El general confederado Richard Taylor, hijo del presidente Zachary Taylor, regresó a Nueva Orleans para descubrir que su plantación de azúcar había sido confiscada y vendida. Estaba sin un centavo. La emancipación, escribió, había separado al Sur de la institución primordial que había dado forma a sus «pensamientos, hábitos y vida cotidiana de ambas razas, y ambas sufrieron por la repentina interrupción del vínculo acostumbrado».
Para los nuevos libertos, la vida de posguerra en el asolado Sur fue una pesadilla. Convertidos en chivos expiatorios por la rabia impotente de los sureños blancos, eran vigilados por duros «códigos negros» durante el día y aterrorizados y asesinados por vigilantes encapuchados durante la noche.
Cómo reintegrar los 11 estados confederados a la Unión era la cuestión candente en Washington. ¿Debía castigarse al Sur o la Unión debía seguir el consejo de Lincoln de «dejarlos subir fácilmente»? No hubo consenso. Se avecinaba un tormentoso juicio de destitución presidencial y 11 años de Reconstrucción.
La Unión había abrumado a la Confederación con enjambres de soldados vestidos de azul, un bloqueo cada vez más estricto de los puertos confederados y un crudo poderío industrial. La fabricación alcanzó niveles récord de volumen y eficiencia; por ejemplo, 38 fábricas de armas producían 5.000 rifles de infantería al día, mientras que el Sur sólo fabricaba 100. El Norte disfrutó de excedentes de trigo, cerdo, maíz y lana, mientras que la superficie cultivada del Sur disminuía constantemente.
Durante la guerra, el gobierno de Estados Unidos gastó una cantidad sin precedentes de 3.400 millones de dólares y ejerció una autoridad extraordinaria: inauguró el servicio militar obligatorio nacional, un impuesto sobre la renta personal y un sistema bancario nacional. Después de la guerra, un profesor de Harvard comentó: «No me parece que esté viviendo en el país en el que nací».
Cuando terminó la lucha, los fabricantes pasaron de la producción en tiempos de guerra a la de paz, iniciando un medio siglo de fenomenal crecimiento económico que estableció a Estados Unidos como una potencia mundial. Sin embargo, la revolución del mercado que barrió el Norte y el Oeste dejó al Sur intacto.
Además del estancamiento económico, la amargura y la nostalgia fueron otros legados del Sur en la posguerra.
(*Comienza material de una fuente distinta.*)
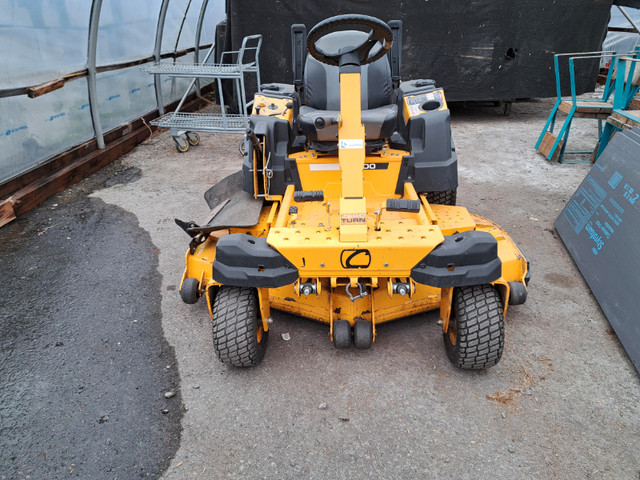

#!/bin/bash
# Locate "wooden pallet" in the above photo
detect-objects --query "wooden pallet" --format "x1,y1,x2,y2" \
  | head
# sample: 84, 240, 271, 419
607, 109, 640, 130
538, 132, 564, 160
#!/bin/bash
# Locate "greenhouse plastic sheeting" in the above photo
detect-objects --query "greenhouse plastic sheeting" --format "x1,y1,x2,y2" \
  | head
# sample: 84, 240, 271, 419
600, 6, 640, 68
0, 0, 225, 184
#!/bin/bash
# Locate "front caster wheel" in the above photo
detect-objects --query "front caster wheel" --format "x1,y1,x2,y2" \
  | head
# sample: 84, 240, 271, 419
444, 285, 504, 370
173, 137, 189, 153
180, 278, 200, 304
333, 320, 351, 348
187, 132, 200, 147
353, 320, 373, 348
213, 286, 269, 367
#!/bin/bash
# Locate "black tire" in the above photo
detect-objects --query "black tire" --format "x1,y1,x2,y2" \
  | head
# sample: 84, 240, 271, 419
213, 286, 269, 367
427, 188, 458, 206
180, 278, 200, 304
509, 282, 527, 305
333, 320, 351, 348
444, 285, 504, 370
353, 320, 373, 348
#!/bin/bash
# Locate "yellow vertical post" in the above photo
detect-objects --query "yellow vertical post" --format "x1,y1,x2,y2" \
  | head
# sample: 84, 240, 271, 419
338, 72, 367, 242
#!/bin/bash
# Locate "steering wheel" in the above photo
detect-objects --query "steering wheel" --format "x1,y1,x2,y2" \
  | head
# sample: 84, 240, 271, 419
307, 14, 393, 66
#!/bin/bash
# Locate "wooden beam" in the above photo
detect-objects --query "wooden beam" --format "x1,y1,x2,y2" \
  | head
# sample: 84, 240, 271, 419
27, 78, 65, 98
0, 85, 213, 227
12, 123, 150, 216
0, 197, 16, 227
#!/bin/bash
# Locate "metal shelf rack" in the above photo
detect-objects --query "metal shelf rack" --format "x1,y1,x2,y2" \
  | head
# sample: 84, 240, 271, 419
143, 35, 262, 153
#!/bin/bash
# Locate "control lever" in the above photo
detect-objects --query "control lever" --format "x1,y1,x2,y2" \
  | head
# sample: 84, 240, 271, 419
313, 117, 338, 130
246, 128, 262, 157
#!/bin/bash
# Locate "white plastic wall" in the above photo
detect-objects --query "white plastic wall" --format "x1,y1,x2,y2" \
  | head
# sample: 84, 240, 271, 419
0, 0, 225, 183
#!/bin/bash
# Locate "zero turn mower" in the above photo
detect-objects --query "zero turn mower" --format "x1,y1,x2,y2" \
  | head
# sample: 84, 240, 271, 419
176, 15, 528, 369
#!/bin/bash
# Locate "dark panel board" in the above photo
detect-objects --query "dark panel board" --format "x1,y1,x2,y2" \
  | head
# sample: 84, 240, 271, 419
227, 0, 611, 101
555, 128, 640, 371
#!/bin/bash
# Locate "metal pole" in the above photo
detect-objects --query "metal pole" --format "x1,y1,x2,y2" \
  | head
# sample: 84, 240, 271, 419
193, 0, 210, 96
87, 0, 104, 149
153, 0, 169, 115
616, 5, 640, 33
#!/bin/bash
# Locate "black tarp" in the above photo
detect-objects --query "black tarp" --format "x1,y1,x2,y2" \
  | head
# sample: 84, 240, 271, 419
227, 0, 612, 101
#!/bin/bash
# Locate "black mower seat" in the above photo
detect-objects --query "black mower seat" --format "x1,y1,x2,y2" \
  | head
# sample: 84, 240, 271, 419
299, 30, 398, 142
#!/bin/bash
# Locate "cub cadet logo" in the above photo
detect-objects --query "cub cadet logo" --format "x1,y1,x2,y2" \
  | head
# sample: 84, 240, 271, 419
340, 248, 371, 268
340, 213, 367, 225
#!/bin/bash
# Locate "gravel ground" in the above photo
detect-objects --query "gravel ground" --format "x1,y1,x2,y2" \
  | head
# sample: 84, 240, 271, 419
0, 95, 640, 479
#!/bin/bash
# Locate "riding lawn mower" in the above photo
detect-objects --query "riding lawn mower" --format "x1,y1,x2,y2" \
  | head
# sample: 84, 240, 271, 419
176, 14, 529, 369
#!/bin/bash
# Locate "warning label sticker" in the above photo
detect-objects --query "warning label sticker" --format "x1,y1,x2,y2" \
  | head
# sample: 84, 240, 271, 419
340, 138, 364, 149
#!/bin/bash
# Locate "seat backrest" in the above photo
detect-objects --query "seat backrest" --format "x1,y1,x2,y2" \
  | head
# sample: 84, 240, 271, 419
304, 30, 393, 110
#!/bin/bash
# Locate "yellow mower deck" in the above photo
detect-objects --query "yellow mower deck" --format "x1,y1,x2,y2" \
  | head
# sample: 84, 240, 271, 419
180, 15, 528, 368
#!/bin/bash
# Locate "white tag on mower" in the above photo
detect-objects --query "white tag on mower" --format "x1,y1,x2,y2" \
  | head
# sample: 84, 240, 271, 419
340, 138, 364, 149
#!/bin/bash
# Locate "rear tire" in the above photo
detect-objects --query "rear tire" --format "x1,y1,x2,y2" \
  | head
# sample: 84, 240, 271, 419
444, 285, 504, 370
427, 188, 458, 206
353, 320, 373, 348
333, 320, 351, 348
213, 286, 269, 367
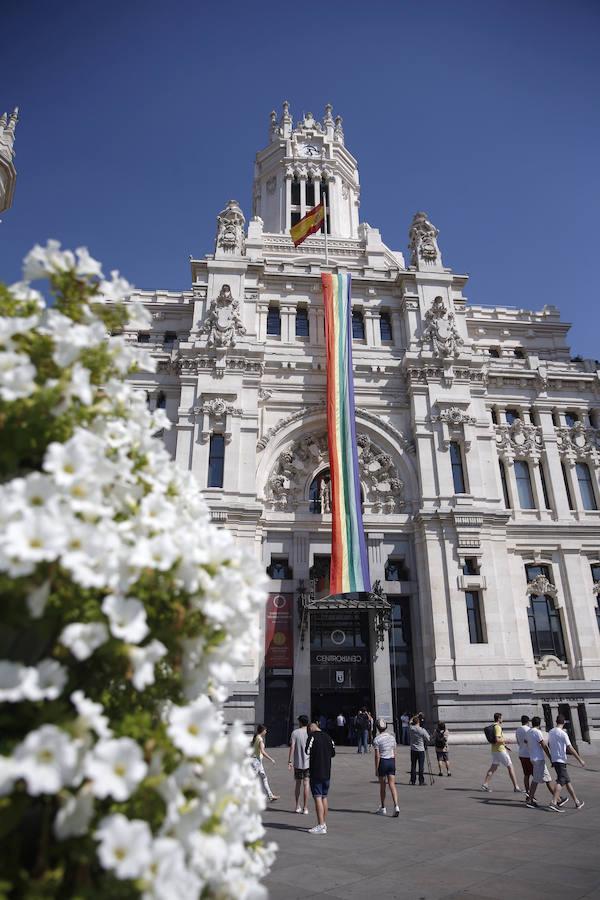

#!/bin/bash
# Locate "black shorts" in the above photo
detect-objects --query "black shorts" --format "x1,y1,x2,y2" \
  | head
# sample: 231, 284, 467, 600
377, 759, 396, 778
552, 763, 571, 785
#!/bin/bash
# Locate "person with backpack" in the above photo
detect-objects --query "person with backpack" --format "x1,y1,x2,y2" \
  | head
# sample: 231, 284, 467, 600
356, 706, 369, 753
481, 713, 525, 794
433, 722, 452, 778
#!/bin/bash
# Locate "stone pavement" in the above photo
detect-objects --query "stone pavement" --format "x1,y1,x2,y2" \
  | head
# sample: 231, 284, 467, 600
264, 744, 600, 900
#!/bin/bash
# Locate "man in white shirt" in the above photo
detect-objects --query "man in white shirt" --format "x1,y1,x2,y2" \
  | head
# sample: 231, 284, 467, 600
525, 716, 569, 812
548, 716, 585, 809
288, 716, 310, 816
515, 716, 533, 792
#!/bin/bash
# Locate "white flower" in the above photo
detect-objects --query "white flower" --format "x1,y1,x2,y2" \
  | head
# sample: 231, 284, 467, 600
94, 813, 152, 878
102, 594, 149, 644
54, 785, 94, 841
84, 738, 148, 800
13, 725, 79, 796
129, 641, 167, 691
167, 696, 222, 756
59, 622, 108, 660
70, 691, 112, 738
26, 581, 50, 619
0, 350, 36, 402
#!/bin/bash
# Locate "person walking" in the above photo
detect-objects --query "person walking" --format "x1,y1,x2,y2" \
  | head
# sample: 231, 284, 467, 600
433, 722, 452, 778
548, 715, 585, 809
400, 712, 410, 747
373, 719, 400, 817
356, 706, 369, 753
250, 725, 279, 803
481, 713, 525, 794
516, 716, 533, 794
525, 716, 569, 812
306, 721, 335, 834
288, 716, 310, 816
410, 715, 431, 786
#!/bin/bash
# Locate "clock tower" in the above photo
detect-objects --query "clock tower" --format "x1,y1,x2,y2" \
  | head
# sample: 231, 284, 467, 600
253, 101, 360, 240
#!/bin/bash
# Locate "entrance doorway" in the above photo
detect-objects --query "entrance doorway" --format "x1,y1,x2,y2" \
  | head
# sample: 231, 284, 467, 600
310, 609, 373, 744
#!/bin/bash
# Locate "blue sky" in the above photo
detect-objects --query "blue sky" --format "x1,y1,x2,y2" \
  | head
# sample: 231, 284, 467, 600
0, 0, 600, 357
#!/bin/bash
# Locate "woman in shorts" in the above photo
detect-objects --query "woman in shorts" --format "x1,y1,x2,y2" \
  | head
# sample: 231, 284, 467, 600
373, 719, 400, 816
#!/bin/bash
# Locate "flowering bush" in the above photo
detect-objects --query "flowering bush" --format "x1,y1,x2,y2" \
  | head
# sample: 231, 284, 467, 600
0, 242, 273, 900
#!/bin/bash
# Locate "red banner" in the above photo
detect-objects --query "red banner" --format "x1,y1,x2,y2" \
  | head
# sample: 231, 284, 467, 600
265, 594, 294, 669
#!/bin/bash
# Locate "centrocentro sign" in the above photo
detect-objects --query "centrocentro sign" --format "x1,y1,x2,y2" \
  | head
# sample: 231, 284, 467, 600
265, 594, 294, 669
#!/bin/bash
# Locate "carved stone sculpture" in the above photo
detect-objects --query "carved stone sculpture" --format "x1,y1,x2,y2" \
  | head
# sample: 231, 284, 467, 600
215, 200, 246, 256
408, 212, 442, 267
200, 284, 246, 347
420, 297, 464, 357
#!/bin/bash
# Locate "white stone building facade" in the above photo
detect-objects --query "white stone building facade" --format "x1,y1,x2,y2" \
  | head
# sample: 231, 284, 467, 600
130, 104, 600, 741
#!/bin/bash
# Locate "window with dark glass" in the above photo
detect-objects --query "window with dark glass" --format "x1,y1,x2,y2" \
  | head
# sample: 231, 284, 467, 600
498, 459, 512, 509
515, 459, 535, 509
208, 434, 225, 487
296, 306, 309, 337
575, 463, 598, 509
267, 306, 281, 336
538, 460, 552, 509
525, 566, 567, 662
379, 312, 392, 341
352, 309, 365, 341
450, 441, 467, 494
560, 462, 575, 509
462, 556, 479, 575
465, 591, 487, 644
267, 556, 294, 581
385, 556, 410, 581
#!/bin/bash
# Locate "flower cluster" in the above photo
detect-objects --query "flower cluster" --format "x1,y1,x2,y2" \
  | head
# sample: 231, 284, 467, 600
0, 241, 273, 900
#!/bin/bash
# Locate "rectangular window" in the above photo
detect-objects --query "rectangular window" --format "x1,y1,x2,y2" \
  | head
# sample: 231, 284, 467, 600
575, 463, 598, 509
465, 591, 487, 644
560, 463, 575, 509
515, 459, 535, 509
267, 306, 281, 336
498, 459, 512, 509
450, 441, 467, 494
539, 461, 552, 509
296, 306, 309, 337
207, 434, 225, 487
379, 312, 392, 342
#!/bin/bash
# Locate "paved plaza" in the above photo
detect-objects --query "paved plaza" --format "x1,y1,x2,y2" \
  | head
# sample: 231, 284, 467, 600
264, 744, 600, 900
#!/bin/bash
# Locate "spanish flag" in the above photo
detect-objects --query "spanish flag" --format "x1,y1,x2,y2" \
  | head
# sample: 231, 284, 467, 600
290, 203, 325, 247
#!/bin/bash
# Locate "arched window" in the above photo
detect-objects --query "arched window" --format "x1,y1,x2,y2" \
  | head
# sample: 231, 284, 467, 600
525, 566, 567, 662
352, 309, 365, 341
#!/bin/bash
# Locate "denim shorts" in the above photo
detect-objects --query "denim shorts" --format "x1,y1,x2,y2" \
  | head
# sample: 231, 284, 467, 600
310, 778, 329, 797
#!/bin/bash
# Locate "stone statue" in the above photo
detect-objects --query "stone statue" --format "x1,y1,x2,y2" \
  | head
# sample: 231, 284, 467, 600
200, 284, 246, 347
215, 200, 246, 256
408, 212, 442, 266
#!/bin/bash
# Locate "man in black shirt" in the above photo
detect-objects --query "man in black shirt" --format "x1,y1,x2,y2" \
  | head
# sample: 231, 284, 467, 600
306, 717, 335, 834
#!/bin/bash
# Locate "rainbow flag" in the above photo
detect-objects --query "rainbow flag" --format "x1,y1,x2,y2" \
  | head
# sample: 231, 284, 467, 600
290, 203, 325, 247
321, 274, 371, 594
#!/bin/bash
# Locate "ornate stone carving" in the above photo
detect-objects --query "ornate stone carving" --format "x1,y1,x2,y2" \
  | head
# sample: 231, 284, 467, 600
266, 433, 404, 513
200, 284, 246, 347
408, 212, 442, 267
216, 200, 246, 256
556, 422, 600, 461
527, 575, 558, 600
420, 297, 464, 357
496, 419, 544, 465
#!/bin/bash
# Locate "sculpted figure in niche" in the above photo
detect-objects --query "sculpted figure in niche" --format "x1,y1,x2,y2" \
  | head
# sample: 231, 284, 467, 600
200, 284, 246, 347
408, 212, 441, 266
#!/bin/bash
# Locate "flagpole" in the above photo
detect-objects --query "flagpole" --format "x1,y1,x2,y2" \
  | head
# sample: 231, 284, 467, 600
323, 194, 329, 266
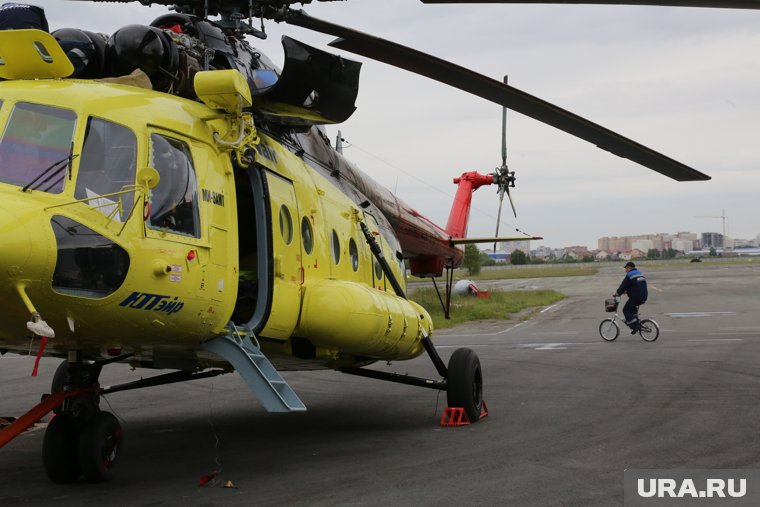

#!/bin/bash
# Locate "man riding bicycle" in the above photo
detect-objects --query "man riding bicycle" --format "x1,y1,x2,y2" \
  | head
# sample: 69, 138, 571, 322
613, 262, 649, 334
Miles de veteranos del ejército confederado simplemente abandonaron los Estados Unidos, pero otros, como el hombre que perdió dos hijos y sus esclavos en la guerra, vivieron para odiar. «Me han dejado un privilegio inestimable: odiarlos. Me levanto a las cuatro y media de la mañana y me siento hasta las doce de la noche para odiarlos».
El movimiento de la «Causa Perdida» veneraba la desaparecida cultura sureña anterior a la guerra y al ejército confederado. Su apoteosis fue la inauguración de una estatua ecuestre de sesenta pies de altura del difunto Robert E. Lee en Richmond el 29 de mayo de 1890. Miles de sureños se alinearon en la ruta del desfile en medio de un alboroto de banderas confederadas. Cuando los viejos generales y sus antiguas tropas vestidas de gris desfilaron, la multitud estalló en gritos exaltados de los rebeldes.